EMA is approving Zynteglo gene therapy for patients with beta-thalassemia
The Committee for Medicinal Products for Human Use (EMA) recommends granting conventional marketing authorization for Zynteglo gene therapy.
This is a drug for patients with beta-thalassemia (from the age of 12) who need regular blood transfusions and who haven’t found suitable donors for stem cell transplantation.
Thalassemia is a group of hereditary diseases of the hematopoietic system, which are characterized by impaired hemoglobin synthesis. Therefore, the main symptom of thalassemia is anemia.
If the synthesis of β-chains is impaired, then it is a question of beta-thalassemia; at the same time, other hemoglobin variants are formed that do not contain β-chains. Beta-thalassemia is more common. There are major, intermediate and minor forms; the most serious disease is thalassemia of major form, while the minor one allows you to lead a near-normal life.
When developing the drug received the status of orphan. The development of gene therapy is carried out with the support of EMA in the framework of the PRIME program (PRIority MEdicines).
This platform is designed to establish a dialogue with the developers of promising innovative products in the early stages.

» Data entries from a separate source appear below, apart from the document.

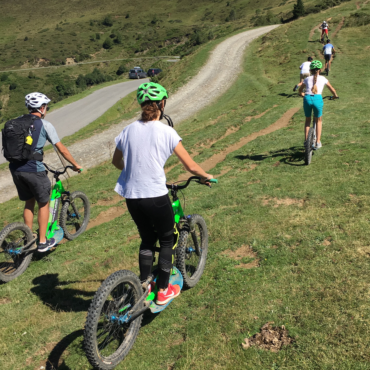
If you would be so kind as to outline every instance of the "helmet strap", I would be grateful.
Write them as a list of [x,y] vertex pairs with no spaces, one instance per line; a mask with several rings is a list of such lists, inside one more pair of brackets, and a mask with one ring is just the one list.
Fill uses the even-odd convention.
[[159,120],[160,120],[162,118],[164,118],[164,119],[167,121],[167,123],[168,124],[168,125],[170,127],[174,127],[174,123],[172,122],[172,120],[171,119],[171,117],[169,116],[168,116],[166,114],[163,114],[159,117]]
[[[158,107],[158,109],[159,110],[159,111],[161,112],[161,115],[159,117],[159,120],[160,121],[164,117],[166,119],[166,120],[167,120],[167,122],[168,124],[168,125],[169,126],[171,126],[171,127],[174,127],[174,124],[172,123],[172,120],[171,120],[171,119],[169,118],[169,117],[168,117],[168,116],[166,115],[165,114],[164,114],[164,106],[166,105],[165,101],[165,100],[163,100],[163,101],[161,100],[161,101],[164,101],[163,107],[163,108],[162,108],[162,105],[160,104],[160,102],[159,102],[158,101],[156,101],[155,102],[155,104],[157,105],[157,107]],[[167,117],[168,117],[168,118],[169,118],[170,121],[171,121],[171,124],[170,124],[170,122],[168,121],[168,120],[166,118]]]

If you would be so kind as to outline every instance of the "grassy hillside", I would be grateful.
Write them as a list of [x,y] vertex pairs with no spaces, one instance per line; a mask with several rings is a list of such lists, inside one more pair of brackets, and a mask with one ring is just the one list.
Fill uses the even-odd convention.
[[[159,0],[103,5],[74,0],[45,6],[37,0],[30,9],[23,0],[4,2],[0,14],[0,120],[19,114],[23,98],[30,91],[41,90],[55,102],[92,85],[127,78],[127,71],[135,65],[145,70],[159,67],[171,74],[173,63],[152,57],[187,54],[199,45],[236,30],[280,22],[291,16],[295,3]],[[75,64],[116,59],[124,60]],[[53,66],[30,72],[1,73]],[[89,76],[84,82],[76,79],[95,68],[98,76]]]
[[[210,170],[219,184],[184,192],[186,212],[207,222],[207,264],[198,284],[159,315],[145,315],[118,370],[368,368],[370,26],[353,24],[356,8],[352,1],[320,14],[332,17],[333,33],[344,18],[332,37],[338,53],[329,78],[340,98],[325,100],[323,147],[309,166],[302,100],[292,89],[307,56],[322,59],[319,33],[310,36],[316,16],[253,41],[233,87],[176,126],[198,162],[220,156]],[[287,127],[242,145],[299,107]],[[177,165],[169,181],[186,177],[178,163],[169,159],[168,167]],[[112,190],[118,174],[106,164],[70,179],[70,189],[88,194],[92,218],[107,222],[0,286],[4,368],[91,369],[81,346],[90,300],[110,273],[138,269],[137,231]],[[22,205],[0,205],[1,226],[20,220]],[[113,211],[121,215],[108,221]],[[277,353],[242,349],[245,338],[272,322],[287,328],[291,346]]]

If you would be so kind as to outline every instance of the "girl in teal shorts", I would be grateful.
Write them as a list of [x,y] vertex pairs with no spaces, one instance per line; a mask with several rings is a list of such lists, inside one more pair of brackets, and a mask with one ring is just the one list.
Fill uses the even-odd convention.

Such interaction contributes to the formation of a more complete set of documents, allowing to speed up the evaluation procedure and make a decision in just 150 days, which is a record time today.
The decision to grant conventional marketing permission to Zynteglo was made at the March EMA meeting.
Another 3 drugs also received a favourable decision on the expansion of indications.
In order to obtain a conventional sale authorization, the data on the drug must indicate that the benefits of the drug outweigh the possible risks. And the applicant must provide full clinical data in the future.